Rouzer enlisted on August 19, 1862, in Company D of the 6th Regiment Maryland Volunteer Infantry as first lieutenant. He later became captain. He was twice brevetted for meritorious service; later in the war being brevetted as a lieutenant colonel. He participated in multiple engagements and was wounded at the Battle of the Wilderness on May 5, 1864. He was brevetted as lieutenant colonel for "valiant service". He was captured during the Third Battle of Winchester on September 19, 1864, and was in Libby Prison, Danville Prison and Salisbury Prison for four months.
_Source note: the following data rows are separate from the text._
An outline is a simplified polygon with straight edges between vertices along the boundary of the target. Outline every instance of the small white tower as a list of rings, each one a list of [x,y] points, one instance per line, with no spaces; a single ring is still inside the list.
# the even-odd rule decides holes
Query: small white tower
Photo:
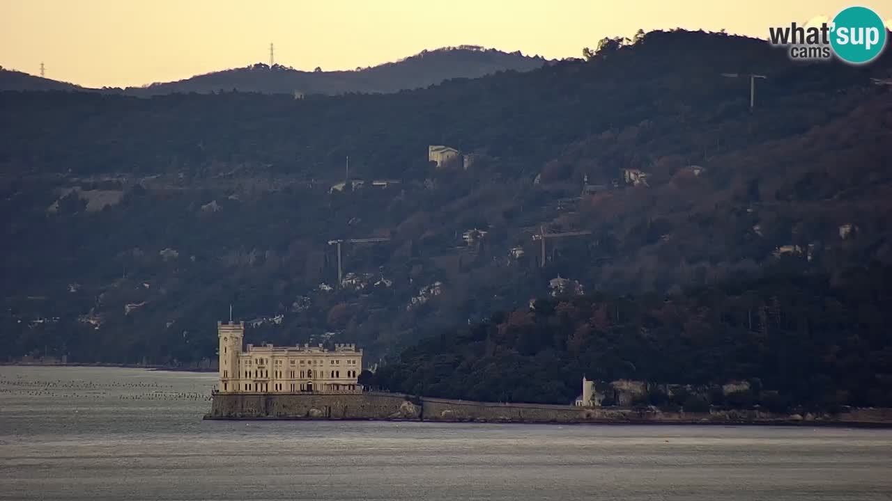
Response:
[[[238,355],[242,352],[242,340],[244,337],[244,322],[228,324],[217,323],[217,337],[219,339],[219,377],[217,390],[221,393],[234,393],[238,390],[235,381],[238,379]]]
[[[600,398],[595,394],[595,382],[589,381],[582,376],[582,394],[576,398],[577,407],[599,407]]]

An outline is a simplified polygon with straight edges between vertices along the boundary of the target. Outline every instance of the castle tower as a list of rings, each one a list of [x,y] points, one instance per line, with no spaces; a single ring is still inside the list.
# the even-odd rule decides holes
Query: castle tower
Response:
[[[595,396],[595,382],[589,381],[582,376],[582,406],[591,407],[594,406],[592,398]]]
[[[244,322],[229,321],[228,324],[217,323],[217,337],[219,339],[219,376],[217,390],[221,393],[234,393],[238,380],[238,355],[242,352],[242,340],[244,337]]]

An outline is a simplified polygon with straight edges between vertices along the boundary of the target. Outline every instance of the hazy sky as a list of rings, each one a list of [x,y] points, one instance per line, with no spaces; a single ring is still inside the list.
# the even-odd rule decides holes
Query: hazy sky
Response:
[[[769,26],[892,0],[0,0],[0,66],[87,86],[138,86],[269,59],[374,66],[462,44],[580,56],[639,28],[766,37]]]

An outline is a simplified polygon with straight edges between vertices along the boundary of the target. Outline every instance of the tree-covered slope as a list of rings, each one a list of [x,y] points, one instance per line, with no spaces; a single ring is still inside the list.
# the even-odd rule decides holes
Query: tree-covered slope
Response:
[[[772,405],[892,407],[890,284],[892,268],[873,265],[833,278],[775,269],[667,296],[541,300],[441,332],[368,382],[434,397],[563,404],[582,374],[695,387],[747,381],[749,403],[771,395]]]
[[[392,94],[0,93],[0,354],[194,361],[232,303],[249,340],[374,357],[558,275],[663,293],[780,259],[888,263],[892,94],[871,78],[890,62],[679,31]],[[722,73],[753,71],[750,111]],[[429,144],[480,156],[436,169]],[[333,189],[348,155],[364,184]],[[541,227],[589,233],[549,239],[541,267]],[[328,241],[373,236],[343,246],[337,289]]]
He was honorably discharged on June 20, 1865.

After the war, Rouzer returned to Thurmont and engaged in business. On March 19, 1869, he was appointed postmaster of Thurmont by postmaster A. J. Creswell. He served in that role until November 1873 or December 1875. He was elected as register of wills of Frederick County and served in that role for six years. Afterward, he retired and engaged in farming. In 1883, he declined appointment as school commissioner of Frederick County. He was commissioner and treasurer of the corporation of Mechanicstown for a number of years. Rouzer was a Whig and later a Republican. He was known in Frederick County as the "grand old man". He served as a member of the Maryland House of Delegates, representing Frederick County in 1867 and from 1894 to 1900. He also served as commissioner of Thurmont and was a school trustee for 40 years. In 1900, he was appointed by President William McKinley as deputy register of wills in Washington, D.C. He served in the role for four years. In 1912, the Republicans wanted to nominate Rouzer for state comptroller, but he declined due to his health.
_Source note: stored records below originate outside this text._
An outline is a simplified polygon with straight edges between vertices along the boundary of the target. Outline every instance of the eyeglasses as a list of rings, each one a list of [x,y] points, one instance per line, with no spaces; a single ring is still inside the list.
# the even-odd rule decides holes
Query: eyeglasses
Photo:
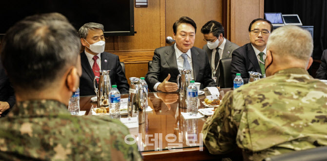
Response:
[[[205,39],[203,39],[203,40],[204,41],[205,41],[206,42],[208,42],[208,41],[210,41],[210,42],[214,42],[217,39],[218,39],[218,37],[216,37],[216,38],[215,38],[215,39],[214,39],[214,40],[211,40],[211,41],[207,41],[206,40],[205,40]]]
[[[259,30],[253,30],[250,31],[250,32],[252,32],[255,36],[258,36],[260,32],[261,32],[261,34],[264,36],[267,36],[270,33],[270,31],[267,30],[260,31]]]

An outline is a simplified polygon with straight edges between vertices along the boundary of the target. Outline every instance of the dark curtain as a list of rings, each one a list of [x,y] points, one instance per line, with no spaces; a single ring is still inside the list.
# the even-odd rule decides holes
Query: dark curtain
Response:
[[[298,14],[304,26],[314,26],[313,55],[320,60],[327,49],[327,0],[265,0],[265,12]]]

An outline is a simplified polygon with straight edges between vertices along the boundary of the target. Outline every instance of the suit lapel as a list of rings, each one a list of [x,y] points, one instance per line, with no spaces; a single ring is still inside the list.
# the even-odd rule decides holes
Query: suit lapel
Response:
[[[92,70],[91,66],[90,66],[90,63],[88,62],[86,55],[84,52],[81,53],[81,63],[82,67],[93,81],[94,79],[94,74],[93,74],[93,71]]]
[[[200,61],[199,59],[199,52],[196,50],[193,49],[193,47],[191,48],[191,55],[192,55],[192,63],[193,64],[193,74],[194,74],[194,80],[196,80],[196,77],[199,73],[199,67],[200,66]]]
[[[254,52],[253,48],[252,47],[252,45],[251,45],[251,43],[247,44],[247,58],[248,58],[248,59],[250,60],[252,64],[253,64],[253,66],[254,66],[254,68],[256,70],[255,72],[261,73],[260,66],[259,65],[259,62],[258,62],[257,56],[255,55],[255,52]]]
[[[164,58],[166,59],[167,64],[170,68],[170,70],[178,76],[180,74],[180,71],[178,70],[177,66],[177,60],[176,60],[176,55],[175,52],[175,45],[171,46],[170,50],[166,52],[166,55]]]
[[[108,70],[109,58],[103,53],[101,53],[101,70]]]
[[[229,55],[233,52],[233,49],[231,48],[232,45],[231,43],[229,43],[229,41],[226,39],[226,43],[225,43],[225,46],[224,47],[224,52],[223,52],[222,59],[229,58]]]

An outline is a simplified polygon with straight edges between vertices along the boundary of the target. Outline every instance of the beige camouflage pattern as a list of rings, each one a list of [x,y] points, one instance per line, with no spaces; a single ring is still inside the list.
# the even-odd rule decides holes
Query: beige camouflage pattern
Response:
[[[0,124],[0,160],[142,160],[119,121],[71,116],[57,101],[19,102]]]
[[[227,93],[204,125],[211,154],[238,146],[245,159],[327,145],[327,85],[291,68]]]

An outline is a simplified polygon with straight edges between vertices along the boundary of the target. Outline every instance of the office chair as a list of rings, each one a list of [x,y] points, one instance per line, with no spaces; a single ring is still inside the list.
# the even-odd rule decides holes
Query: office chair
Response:
[[[126,74],[126,73],[125,73],[125,63],[123,62],[121,62],[121,65],[122,65],[123,71],[124,72],[124,74]]]
[[[296,151],[272,156],[264,160],[266,161],[320,161],[327,160],[327,146]]]
[[[147,70],[148,70],[150,69],[151,64],[152,63],[152,60],[149,61],[149,63],[147,64]]]
[[[219,62],[219,84],[220,88],[232,88],[233,78],[230,72],[230,62],[232,58],[223,59]]]

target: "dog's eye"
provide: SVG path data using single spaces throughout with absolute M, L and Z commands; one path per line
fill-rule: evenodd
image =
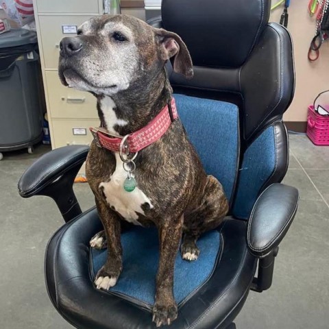
M 119 32 L 114 32 L 113 34 L 113 38 L 116 40 L 116 41 L 120 41 L 120 42 L 123 42 L 123 41 L 126 41 L 127 39 Z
Rouzer was a charter member and served as president of the Mechanicstown Water Company for a number of years. From around 1910 to January 1, 1914, he was president of the Thurmont National Bank. Due to failing health, he stepped down and served as vice president. He was a charter member of Jason Damuth Post No. 80 Department of Maryland, G.A.R. He was chaplain of the post from 1908 to 1909, commander of the post from 1910 to 1911 and patriotic inspector of the post from 1912 to 1914.

==Personal life==
Rouzer married Harriet E. Wilhide, daughter of Joseph Wilhide, on May 7, 1866. She died in 1868. They had one child who died at four months old. In 1871, he married Julia Wilhide Willman, widow of E. Willman and sister of his first wife. They had five children, including Mrs. Leister Armacost, Mrs. Harry Brown and Horace C. He was a member of St. John's Lutheran Church, an Evangelical Lutheran Church and was an officer in its Sunday school.

Later in life, Rouzer had poor eyesight and was unable to read starting around 1912. He died on March 25, 1914, at his home in Thurmont. He was buried in the United Brethren Cemetery.